Nascida em 2000, a Marionet é uma companhia de teatro de Coimbra com um trabalho continuado de cruzamento das artes performativas com a ciência. Desenvolve criações artísticas originais a partir de temas científicos, realiza investigação na área da intersecção artes performativas-ciência, promove trabalhos artísticos colaborativos com cientistas, participa em projectos de formação avançada em centros de investigação científica e está envolvida em projectos de ciência participativa.
O texto que se segue é sobre o trabalho MIM – My Inner Mind, escrito pelo director artístico, Mário Montenegro.
Incorporar a Ciência no Teatro
Algo que caracteriza o trabalho artístico da Marionet é a flexibilidade dos processos criativos que promove. Após mais de duas décadas de experiências, é difícil para nós encerrar os nossos métodos de trabalho artístico em um determinado modelo. Cada ideia, cada equipa, cada espaço, vão definindo, em conjunto, as ferramentas e métodos de criação que são usados para desenvolver um determinado projecto. O ponto de partida para uma criação pode ser uma ideia, um conceito, um tema ou até, menos frequentemente, um texto dramático.

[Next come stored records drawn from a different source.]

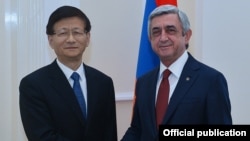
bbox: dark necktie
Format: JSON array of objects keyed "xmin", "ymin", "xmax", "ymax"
[
  {"xmin": 71, "ymin": 72, "xmax": 87, "ymax": 118},
  {"xmin": 156, "ymin": 69, "xmax": 171, "ymax": 127}
]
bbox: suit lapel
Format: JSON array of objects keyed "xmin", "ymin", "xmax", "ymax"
[
  {"xmin": 49, "ymin": 61, "xmax": 86, "ymax": 124},
  {"xmin": 164, "ymin": 54, "xmax": 200, "ymax": 124},
  {"xmin": 142, "ymin": 68, "xmax": 159, "ymax": 135}
]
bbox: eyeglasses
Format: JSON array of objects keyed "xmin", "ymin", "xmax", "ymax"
[{"xmin": 54, "ymin": 29, "xmax": 87, "ymax": 39}]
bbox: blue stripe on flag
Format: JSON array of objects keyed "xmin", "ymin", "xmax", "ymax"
[{"xmin": 136, "ymin": 0, "xmax": 160, "ymax": 78}]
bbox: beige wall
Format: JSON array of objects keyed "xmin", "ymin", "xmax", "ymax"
[{"xmin": 0, "ymin": 0, "xmax": 250, "ymax": 141}]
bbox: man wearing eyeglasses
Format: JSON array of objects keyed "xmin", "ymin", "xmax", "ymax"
[{"xmin": 19, "ymin": 6, "xmax": 117, "ymax": 141}]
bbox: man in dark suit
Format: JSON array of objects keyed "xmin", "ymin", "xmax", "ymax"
[
  {"xmin": 19, "ymin": 6, "xmax": 117, "ymax": 141},
  {"xmin": 122, "ymin": 5, "xmax": 232, "ymax": 141}
]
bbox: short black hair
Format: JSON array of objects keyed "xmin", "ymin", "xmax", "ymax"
[{"xmin": 46, "ymin": 5, "xmax": 91, "ymax": 35}]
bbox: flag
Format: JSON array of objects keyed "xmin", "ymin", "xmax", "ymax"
[{"xmin": 136, "ymin": 0, "xmax": 177, "ymax": 79}]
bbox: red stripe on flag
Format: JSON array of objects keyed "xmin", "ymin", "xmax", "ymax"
[{"xmin": 155, "ymin": 0, "xmax": 177, "ymax": 6}]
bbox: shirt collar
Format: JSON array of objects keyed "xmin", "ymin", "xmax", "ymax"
[
  {"xmin": 159, "ymin": 50, "xmax": 188, "ymax": 78},
  {"xmin": 56, "ymin": 59, "xmax": 85, "ymax": 80}
]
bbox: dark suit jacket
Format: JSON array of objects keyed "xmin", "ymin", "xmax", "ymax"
[
  {"xmin": 122, "ymin": 54, "xmax": 232, "ymax": 141},
  {"xmin": 19, "ymin": 61, "xmax": 117, "ymax": 141}
]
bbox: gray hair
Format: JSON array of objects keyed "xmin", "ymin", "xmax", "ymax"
[{"xmin": 148, "ymin": 5, "xmax": 190, "ymax": 37}]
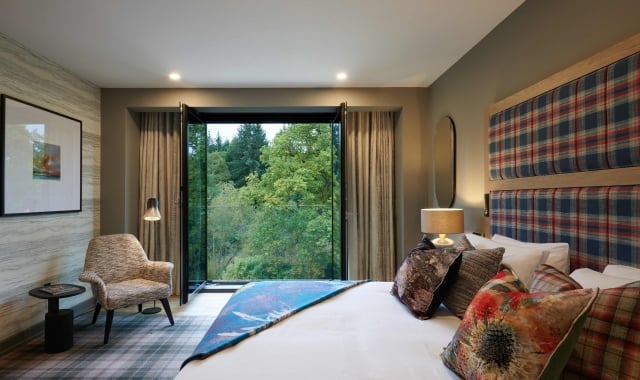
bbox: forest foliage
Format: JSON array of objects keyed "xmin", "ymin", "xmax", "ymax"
[{"xmin": 189, "ymin": 124, "xmax": 340, "ymax": 280}]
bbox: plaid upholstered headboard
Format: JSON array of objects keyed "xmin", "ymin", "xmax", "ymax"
[{"xmin": 486, "ymin": 31, "xmax": 640, "ymax": 270}]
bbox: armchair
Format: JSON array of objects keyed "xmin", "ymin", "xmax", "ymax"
[{"xmin": 79, "ymin": 234, "xmax": 174, "ymax": 344}]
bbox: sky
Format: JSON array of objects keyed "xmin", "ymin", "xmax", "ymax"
[{"xmin": 207, "ymin": 124, "xmax": 285, "ymax": 142}]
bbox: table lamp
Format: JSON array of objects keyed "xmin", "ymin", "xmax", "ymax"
[{"xmin": 420, "ymin": 208, "xmax": 464, "ymax": 248}]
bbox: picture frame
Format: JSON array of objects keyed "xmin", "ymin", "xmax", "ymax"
[{"xmin": 0, "ymin": 94, "xmax": 82, "ymax": 216}]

Esta indefinição será, paradoxalmente, algo que ajudará a definir a identidade da companhia, e estará ligada, por um lado, à sua ambulância por diferentes espaços de apresentação pública, por ausência de um espaço próprio para esse fim e, por outro, à efemeridade das equipas artísticas, fruto da incapacidade financeira para a manutenção de uma estrutura artística permanente.

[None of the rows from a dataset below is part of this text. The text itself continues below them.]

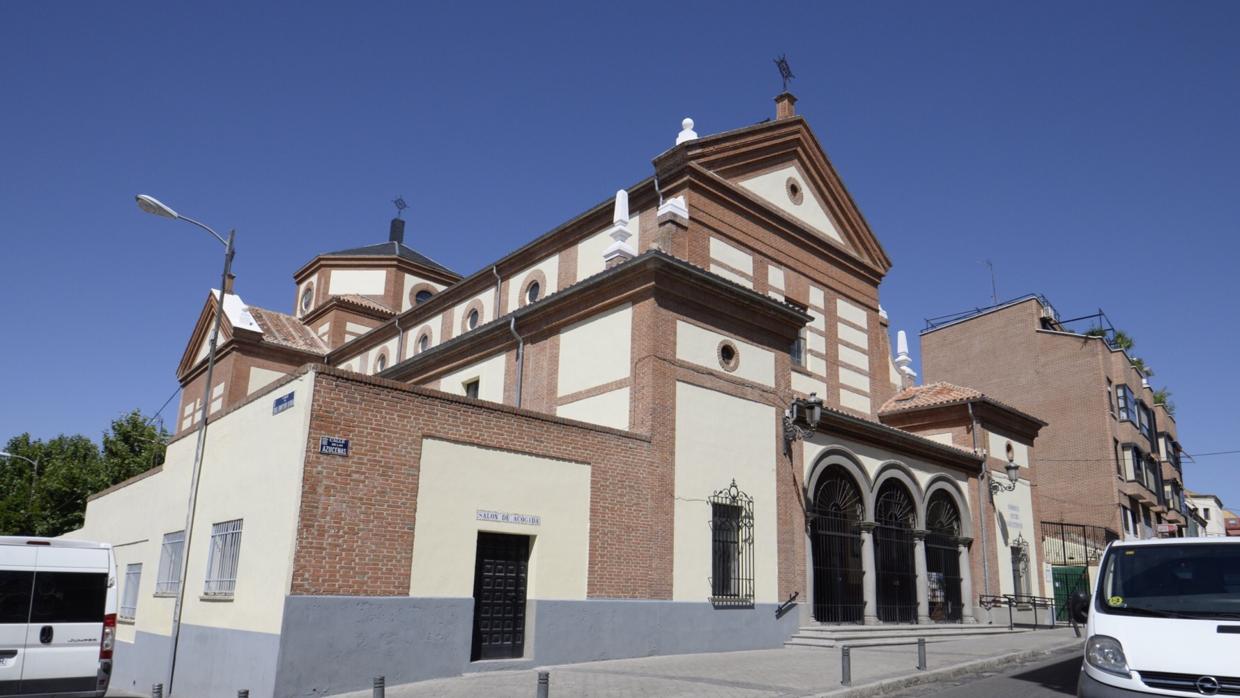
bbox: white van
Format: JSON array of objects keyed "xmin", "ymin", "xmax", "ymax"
[
  {"xmin": 0, "ymin": 537, "xmax": 117, "ymax": 697},
  {"xmin": 1070, "ymin": 538, "xmax": 1240, "ymax": 698}
]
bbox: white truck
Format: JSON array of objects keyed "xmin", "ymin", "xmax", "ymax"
[
  {"xmin": 0, "ymin": 536, "xmax": 117, "ymax": 698},
  {"xmin": 1069, "ymin": 538, "xmax": 1240, "ymax": 698}
]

Quando necessitamos definir-nos numa frase, podemos dizer: “Somos uma companhia de teatro de Coimbra especializada em trazer temas científicos para o palco.” Situamos a nossa actividade na área dos cruzamentos disciplinares entre teatro e ciência, por dedicarmos a esta interacção a maioria dos projectos que desenvolvemos. Esta particularidade constituirá, eventualmente, a nossa marca distintiva no contexto da criação artística portuguesa contemporânea.
Um espectáculo que incorpora todas as dimensões atrás referidas e que poderá servir como um exemplo do que fazemos e de como o fazemos é o MIM – My Inner Mind.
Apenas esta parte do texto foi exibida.